Christian Eriksen: "Davon habe ich sicherlich nicht geträumt"

Eine Situation, die für einen Spieler, der seine Weltklasse jahrelang unter Beweis gestellt hat, selbstredend deprimierend ist. "Davon habe ich sicherlich nicht geträumt", sagte Eriksen unlängst im Gespräch mit dem dänischen Sender TV2. "Alle Spieler wollen so viel wie möglich spielen, aber der Trainer entscheidet, wen er aufstellt." Gegen Donezk entschied der Trainer sich beispielsweise lieber für den angeschlagenen Nicolo Barella. "Es ist eine komische Situation, denn die Fans wollen mich öfter spielen sehen", schob Eriksen nach.

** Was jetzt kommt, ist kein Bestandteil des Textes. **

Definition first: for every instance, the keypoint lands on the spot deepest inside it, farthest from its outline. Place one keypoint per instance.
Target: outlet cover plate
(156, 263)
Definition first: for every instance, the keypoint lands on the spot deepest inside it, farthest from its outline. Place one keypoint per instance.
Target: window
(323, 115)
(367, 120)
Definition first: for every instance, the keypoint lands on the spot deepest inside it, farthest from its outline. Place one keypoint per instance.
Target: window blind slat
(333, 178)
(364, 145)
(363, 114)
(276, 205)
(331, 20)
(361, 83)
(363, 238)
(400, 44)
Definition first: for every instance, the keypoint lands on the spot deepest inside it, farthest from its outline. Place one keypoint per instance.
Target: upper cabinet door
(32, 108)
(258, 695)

Conte habe Eriksen zufolge "andere Ideen", die er respektieren müsse. Doch wie äußern sich besagte andere Ideen? "Eriksen war ein Spieler, der vom Management verpflichtet wurde", sagt der in Mailand ansässige Journalist Renato Maisani von Goal Italien. "Conte liegt seit langem mit dem Klub über Kreuz, weil er nicht in die Entscheidung einbezogen wurde." Maisani erklärt weiter: "Eriksen funktioniert bei Inter nicht, weil er nach Contes Meinung nicht in dessen 3-5-2-System passt." Ende September hatte Conte geschworen, an Eriksen zu glauben.

Inter Mailand: Conte genervt von Fragen zu Eriksen-Situation

Dass die Pressevertreter immer wieder nachhaken, fragen, warum er offensichtlich doch nicht an den namhaften Neuzugang glaubt, nervt den Italiener mittlerweile. Er wolle kein "Eriksen-Gerede" mehr. "Er spielt, wenn er es verdient hat, und wenn er es nicht verdient hat, spielt er nicht", stellte Conte klar - und ließ mit seinen Entscheidungen wenig Spielraum für Interpretationen: Eriksen hatte es sich wohl nicht verdient.

Age Hareide, zwischen 2016 und Juli dieses Jahres Eriksens Trainer bei der Nationalmannschaft, kann die regelmäßige Nichtberücksichtigung seines einstigen Schützlings nicht nachvollziehen. "Conte liegt falsch", sagte der Norweger unter der Woche im Gespräch mit der dänischen Boulevardzeitung BT. "Eriksen ist sehr wohl gut genug, um mehr Spiele für Inter zu machen." Hareide schob mit Blick auf den Reservistenstatus Eriksens nach: "Das ist eine demütigende Angelegenheit. Es ist für einen Spieler nie schön, nicht von Beginn an auf dem Platz zu stehen. Aber, in der Nachspielzeit eingewechselt zu werden, ist eine Demütigung."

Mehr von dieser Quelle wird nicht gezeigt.